Бахтиаров кивнул головой и, немного помолчав, спросил:
— Какое у нее было настроение в последний день работы? Это было в четверг на прошлой неделе…
Таня не задумываясь ответила:
— Пришла она утром в прекрасном настроении. Какая-то особенная была. И так она хороша, а в то утро… такой я ее еще не видела. На прием было записано только трое, вызовов на дом совсем не было. Но, отпустив больных, она стала меркнуть: будто в ней что-то погасло. Сидела на своем месте и не отрываясь смотрела в окно. Я стала говорить, что мне без нее будет трудно, надо привыкать к другому врачу, но она ничего не ответила. Потом она куда-то уходила из кабинета. Затем меня вызвали на полчаса в процедурный кабинет подменить сестру. Когда я вернулась, ее уже не было здесь, ушла совсем. Мне даже проститься с ней не пришлось. Вот и все.

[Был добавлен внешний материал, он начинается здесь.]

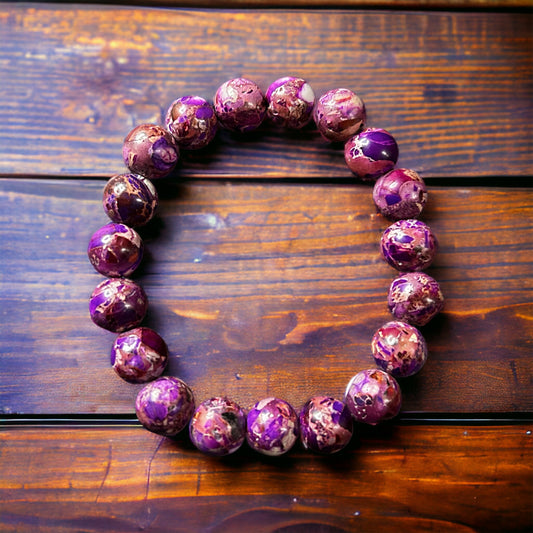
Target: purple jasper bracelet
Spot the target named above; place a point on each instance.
(218, 426)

— Вы, Таня, кажется, тоже ездили на фестиваль в Москву?
— Да. Облздравотдел дал автобус. Но в Москве мы почти сразу все растерялись. Хотя Анна Григорьевна остановилась вместе со мной у моего дяди, недалеко от метро «Серпуховская»…

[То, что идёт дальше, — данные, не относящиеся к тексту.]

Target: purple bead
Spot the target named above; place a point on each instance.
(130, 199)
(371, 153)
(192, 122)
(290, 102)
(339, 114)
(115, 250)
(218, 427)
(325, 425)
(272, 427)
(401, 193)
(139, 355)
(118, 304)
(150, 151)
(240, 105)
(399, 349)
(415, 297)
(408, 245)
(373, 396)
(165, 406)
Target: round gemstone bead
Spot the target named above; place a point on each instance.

— Не встречалась ли она с кем на фестивале?
— Вот этого я сказать не могу. Мы очень недолго были вместе. Из Москвы она уехала отдельно, поездом. Раньше нашего приехала домой…
— У меня к вам, Таня, будет просьба, — тихо начал Бахтиаров после некоторого раздумья. — Если вам что-нибудь станет известно о ней, вы обязательно скажите мне. Пусть, на первый взгляд, это будет пустяк, все равно. Я вам дам номера своих телефонов для вызова меня в любое время суток… Вас не затруднит?
— Ой, что вы! Я с радостью, лишь бы толк был!
Бахтиаров взял на столе рецептурный бланк и написал три телефонных номера.
Таня спрятала бумажку в карман халата.
— Но помните, о нашем разговоре — никому, — предупредил Бахтиаров.
Лицо Тани вспыхнуло, глаза потемнели. Она прошептала:
— Можете не предостерегать…
— Извините, Таня. Я не хотел вас обидеть.
— Ну хорошо, — улыбнулась Таня и с прежней приветливостью посмотрела на Бахтиарова.